Assuming casual, dark humour isn't a trait reserved for hipsters who like to wear irony on their T-shirts (in a way that is subtle yet in your face, note the double irony of wearing irony), we are all party to the guilty appeal of laughing at the grotesque. I'm not going to condemn this; in fact, I fully support it. Parental horror aside at the crude jokes that drive home baby boomers' fears that we are indeed a depraved lot, it's only human to laugh when it's clearly futile to shed tears.

Perhaps the images we are constantly bombarded with on the ubiquitous media that it is so in vogue to criticize nowadays really have desensitized us. Actually, there's really no question about it; the media uses grief to sell products. We do distractedly note the merits of Surf Excel washing powder versus "Ordinary Brands" while we wait to hear the death toll of the most recent tragedy; we do acknowledge the refreshing taste of Limopani with the irritating ding of the timecheck before the news. Horror is a sellable commodity on the news, and it is as open to being poked fun at as anything else we buy. How can you cry at human loss when it is packaged for you with your favourite brand of tea or toilet paper?

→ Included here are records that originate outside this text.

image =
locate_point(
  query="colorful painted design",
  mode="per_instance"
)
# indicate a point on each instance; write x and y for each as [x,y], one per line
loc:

I believe I am digressing from my support of morbid humour, but the reason I am getting at is not that shock value or depressing content desensitizes us, but that it humanizes us. Talking endlessly (casually, but endlessly) about the chaos we are spiralling towards, texting about the most recent evidence of corruption and joking about dead children is not evidence of callousness, but a desire to possess it. Who among us wouldn't want to be completely immune to fear, to not smell it's sickening stench or wonder where we will go when Things Get Worse, as we wait and plan for the time when everything is so wrong we Must Leave? It's like crying until you laugh, or laughing until you cry, until you can't tell the difference anymore.

2 comments:

zehra said...

really good point about how we constantly switch between the devastating news of the flood (or whatever else is going terribly terribly wrong) and mindless entertainment. i like that you recognize the importance of gallow's humor. but i think in places like pakistan where so many things are happening all at once its perhaps taken to an extreme. it is disconcerting how i myself switch so easily between watching coverage of the flood and then texting my friends during the commercial break about which overpriced restaurant we want to go to for dinner.

N said...

oh my god. i keep thinking this same thought. i used to be able to laugh at the satire on Ham Sab Umeed Say Hain but now i can't. it's not funny, it actually saddens me just about as much as watching the news.